Reportage de notre envoyé spécial à Cardiff, Jim Caraghi (traduit de l’anglais par Félix Barrès).

Jour J. pour Manny, pour Floyd et pour les millions de fans de boxe dont je fais partie. Dans le hall de l’hôtel Shedam, le pool des journalistes accrédités ressemblait à l’état-major d’un pays en guerre. Honnêtement, je n’avais jamais vu ça, autant de stress concentré dans quelques mètres carrés. J’ai failli me prendre une beigne en voulant checker un collègue au téléphone avec son boss. Évidemment, moi, gratte-papier, je me la jouais cool. De toute façon, je n’avais pas réussi à obtenir d’interviews le jour du combat et on ne me laisserait pas foutre les pieds dans les vestiaires ou approcher les boxeurs. Mon boulot c’était de « prendre la température », « capter la couleur »…  Je plaignais les gars de la télé, plantés déjà devant l’hôtel à raconter des conneries aux chaînes d’infos continues : « En ce moment, Manny Pacquiao doit répéter une dernière fois ses gammes sur le ring avec son coach… blablabla », et ça allait durer toute la journée.

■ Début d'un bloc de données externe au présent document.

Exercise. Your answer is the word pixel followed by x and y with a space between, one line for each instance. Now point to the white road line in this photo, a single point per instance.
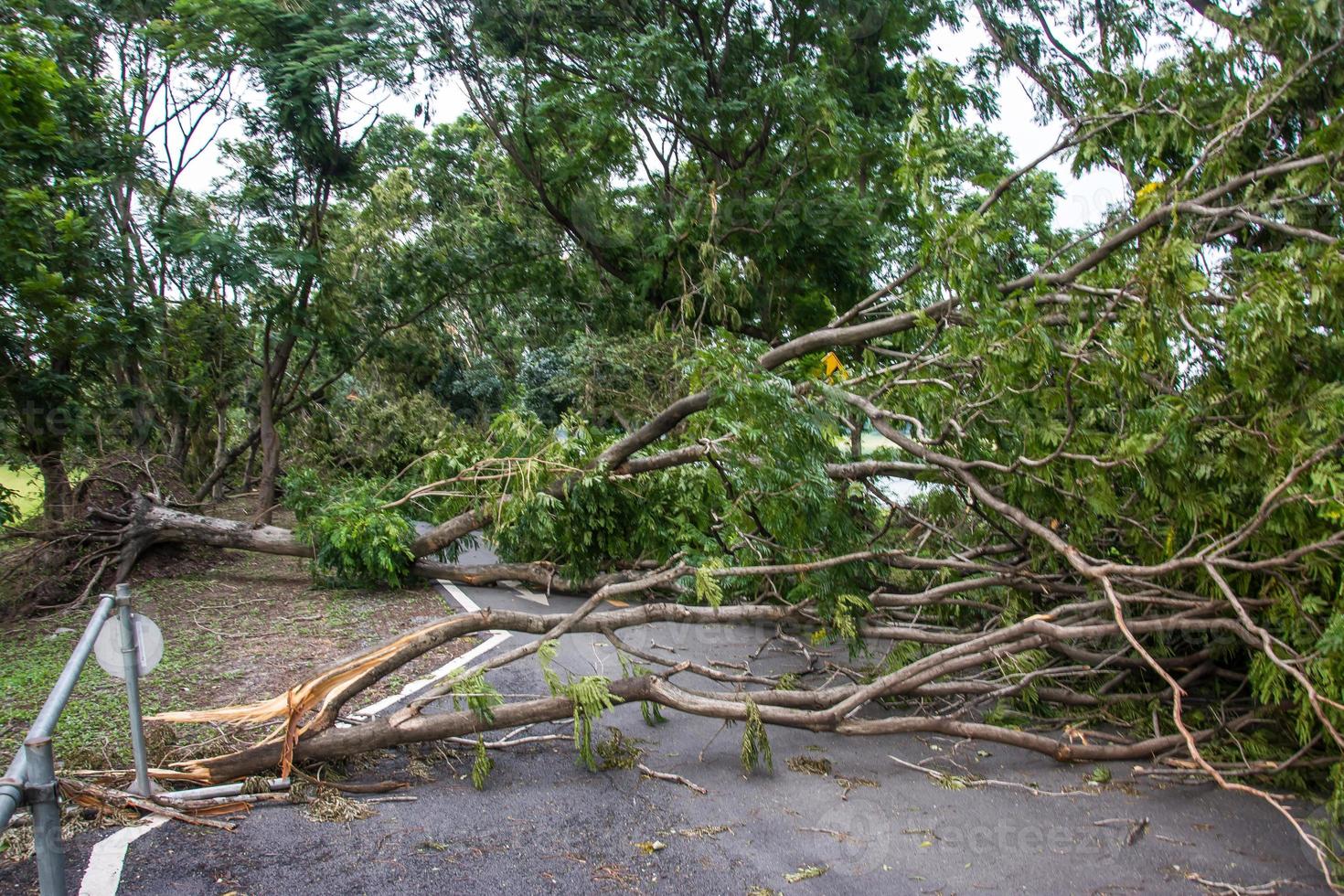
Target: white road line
pixel 446 669
pixel 102 875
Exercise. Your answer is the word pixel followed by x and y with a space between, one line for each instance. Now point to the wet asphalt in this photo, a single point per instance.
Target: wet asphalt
pixel 546 825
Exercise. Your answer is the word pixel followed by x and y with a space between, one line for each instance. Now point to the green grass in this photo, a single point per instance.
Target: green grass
pixel 94 729
pixel 27 485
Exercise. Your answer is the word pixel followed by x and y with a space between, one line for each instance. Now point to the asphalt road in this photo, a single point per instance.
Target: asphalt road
pixel 546 825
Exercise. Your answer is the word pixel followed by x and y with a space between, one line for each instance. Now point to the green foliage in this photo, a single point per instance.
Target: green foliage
pixel 591 695
pixel 755 741
pixel 355 539
pixel 483 764
pixel 479 696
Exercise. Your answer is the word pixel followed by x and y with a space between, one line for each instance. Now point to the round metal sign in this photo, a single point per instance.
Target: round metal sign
pixel 149 641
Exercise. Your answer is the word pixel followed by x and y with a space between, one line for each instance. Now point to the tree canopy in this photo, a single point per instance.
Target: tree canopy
pixel 641 314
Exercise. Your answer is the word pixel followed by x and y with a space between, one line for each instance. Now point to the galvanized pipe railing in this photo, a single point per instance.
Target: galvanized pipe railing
pixel 31 778
pixel 45 726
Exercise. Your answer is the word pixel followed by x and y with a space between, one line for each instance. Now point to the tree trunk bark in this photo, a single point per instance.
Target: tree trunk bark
pixel 217 489
pixel 58 497
pixel 269 441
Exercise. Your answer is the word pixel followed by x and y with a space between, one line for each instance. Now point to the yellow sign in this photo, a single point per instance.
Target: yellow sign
pixel 834 366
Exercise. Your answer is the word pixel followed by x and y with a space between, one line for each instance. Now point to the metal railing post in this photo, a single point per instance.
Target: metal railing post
pixel 131 663
pixel 40 795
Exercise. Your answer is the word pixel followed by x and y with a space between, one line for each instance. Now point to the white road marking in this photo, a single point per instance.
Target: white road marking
pixel 446 669
pixel 102 876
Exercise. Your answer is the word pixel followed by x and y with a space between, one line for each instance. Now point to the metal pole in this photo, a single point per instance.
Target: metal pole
pixel 131 663
pixel 11 786
pixel 40 795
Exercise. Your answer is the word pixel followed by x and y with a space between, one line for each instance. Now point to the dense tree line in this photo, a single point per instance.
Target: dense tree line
pixel 631 316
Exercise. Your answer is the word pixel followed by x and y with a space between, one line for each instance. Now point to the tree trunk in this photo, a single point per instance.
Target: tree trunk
pixel 58 497
pixel 217 489
pixel 177 441
pixel 269 440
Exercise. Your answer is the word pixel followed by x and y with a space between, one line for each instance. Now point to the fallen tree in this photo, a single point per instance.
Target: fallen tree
pixel 1125 504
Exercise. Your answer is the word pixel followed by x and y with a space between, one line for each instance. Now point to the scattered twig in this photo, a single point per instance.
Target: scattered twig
pixel 675 779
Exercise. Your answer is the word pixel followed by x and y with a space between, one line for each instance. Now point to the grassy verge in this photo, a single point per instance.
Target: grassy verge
pixel 237 627
pixel 27 486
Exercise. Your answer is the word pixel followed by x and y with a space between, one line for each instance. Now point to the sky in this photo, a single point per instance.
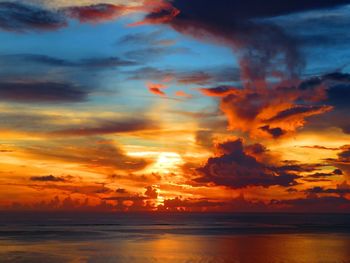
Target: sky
pixel 182 105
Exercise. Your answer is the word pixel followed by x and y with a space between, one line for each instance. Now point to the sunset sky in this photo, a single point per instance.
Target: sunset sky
pixel 182 105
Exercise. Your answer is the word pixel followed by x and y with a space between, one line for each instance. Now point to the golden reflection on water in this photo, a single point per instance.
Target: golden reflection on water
pixel 166 248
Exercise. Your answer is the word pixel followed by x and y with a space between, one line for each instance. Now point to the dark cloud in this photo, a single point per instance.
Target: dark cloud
pixel 95 13
pixel 151 53
pixel 180 204
pixel 315 204
pixel 15 16
pixel 236 169
pixel 324 175
pixel 41 91
pixel 235 23
pixel 202 77
pixel 275 132
pixel 47 178
pixel 94 63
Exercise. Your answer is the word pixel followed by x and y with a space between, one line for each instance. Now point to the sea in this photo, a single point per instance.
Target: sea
pixel 174 237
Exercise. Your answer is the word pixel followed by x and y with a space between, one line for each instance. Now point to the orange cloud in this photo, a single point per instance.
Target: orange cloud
pixel 157 89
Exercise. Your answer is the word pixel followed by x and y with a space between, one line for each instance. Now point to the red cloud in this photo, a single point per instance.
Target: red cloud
pixel 156 89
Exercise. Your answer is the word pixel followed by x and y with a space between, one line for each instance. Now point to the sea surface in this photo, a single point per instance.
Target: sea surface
pixel 174 238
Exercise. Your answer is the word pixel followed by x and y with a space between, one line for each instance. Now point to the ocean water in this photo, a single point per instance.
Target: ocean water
pixel 174 238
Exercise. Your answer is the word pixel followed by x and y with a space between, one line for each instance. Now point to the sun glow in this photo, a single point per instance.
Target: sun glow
pixel 167 162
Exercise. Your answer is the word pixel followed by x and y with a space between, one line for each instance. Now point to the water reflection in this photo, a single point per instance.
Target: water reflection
pixel 169 248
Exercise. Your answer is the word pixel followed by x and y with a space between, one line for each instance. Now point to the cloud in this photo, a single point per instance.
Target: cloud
pixel 93 63
pixel 235 169
pixel 236 24
pixel 180 204
pixel 18 17
pixel 275 132
pixel 101 127
pixel 157 89
pixel 315 204
pixel 151 192
pixel 41 91
pixel 47 178
pixel 96 13
pixel 93 153
pixel 201 77
pixel 342 189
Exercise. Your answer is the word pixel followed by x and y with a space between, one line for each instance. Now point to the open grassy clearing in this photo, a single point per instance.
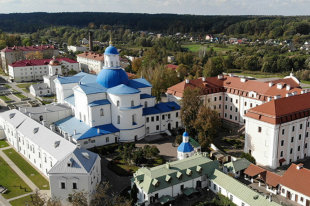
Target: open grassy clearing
pixel 9 179
pixel 27 169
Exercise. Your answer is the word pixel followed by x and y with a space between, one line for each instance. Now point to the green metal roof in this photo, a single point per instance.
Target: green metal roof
pixel 238 165
pixel 144 177
pixel 194 143
pixel 240 190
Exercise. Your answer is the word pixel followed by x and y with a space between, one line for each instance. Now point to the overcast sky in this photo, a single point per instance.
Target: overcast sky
pixel 203 7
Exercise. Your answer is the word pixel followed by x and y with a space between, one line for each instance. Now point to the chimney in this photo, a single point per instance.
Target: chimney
pixel 90 43
pixel 300 166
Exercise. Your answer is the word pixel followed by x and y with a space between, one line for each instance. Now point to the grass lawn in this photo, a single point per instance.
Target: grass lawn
pixel 3 143
pixel 27 169
pixel 9 179
pixel 21 96
pixel 22 201
pixel 24 85
pixel 7 86
pixel 5 98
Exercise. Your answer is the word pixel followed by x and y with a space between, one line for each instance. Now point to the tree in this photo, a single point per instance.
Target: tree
pixel 133 193
pixel 207 124
pixel 190 105
pixel 214 66
pixel 136 64
pixel 78 198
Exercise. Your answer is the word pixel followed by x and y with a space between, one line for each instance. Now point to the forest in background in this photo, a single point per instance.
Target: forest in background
pixel 256 26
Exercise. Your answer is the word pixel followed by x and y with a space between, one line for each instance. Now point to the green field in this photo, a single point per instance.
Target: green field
pixel 198 47
pixel 5 98
pixel 22 201
pixel 21 96
pixel 3 143
pixel 27 169
pixel 9 179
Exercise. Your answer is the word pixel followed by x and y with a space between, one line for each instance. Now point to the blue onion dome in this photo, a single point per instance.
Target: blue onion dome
pixel 111 50
pixel 112 77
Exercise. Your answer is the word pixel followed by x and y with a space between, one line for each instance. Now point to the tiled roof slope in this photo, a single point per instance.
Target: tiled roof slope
pixel 92 55
pixel 240 190
pixel 236 85
pixel 282 110
pixel 189 168
pixel 297 179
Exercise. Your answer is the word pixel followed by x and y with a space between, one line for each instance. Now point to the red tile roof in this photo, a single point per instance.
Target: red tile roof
pixel 297 179
pixel 234 85
pixel 38 62
pixel 92 55
pixel 282 110
pixel 253 170
pixel 28 48
pixel 270 178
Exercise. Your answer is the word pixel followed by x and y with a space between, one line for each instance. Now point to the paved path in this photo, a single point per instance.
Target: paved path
pixel 118 183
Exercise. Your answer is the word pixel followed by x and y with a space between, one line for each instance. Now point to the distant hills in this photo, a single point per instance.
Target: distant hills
pixel 271 26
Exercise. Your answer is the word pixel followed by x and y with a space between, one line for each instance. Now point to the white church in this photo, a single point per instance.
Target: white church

À 18h, j’étais dans le stade, le Millenium. Les gradins affichaient complet, notamment grâce à la grosse communauté philippine de Londres. Même au bord de l’arène, les places VIP étaient rarement vides : personne ne voulait rater une miette du grand soir, quitte à se taper les amuses-bouches traditionnellement amers des « undercards ». La foule a eu son premier frisson lorsque Sylvester Stallone et « Iron » Mike ont fait semblant d’échanger des crochets sur le ring. Tyson a joué le mec touché et les milliers de spectateurs ont hurlé « Rocky, Rocky, Rocky ». Magique.

À 21h, les lumières du stade se sont éteintes. Silence.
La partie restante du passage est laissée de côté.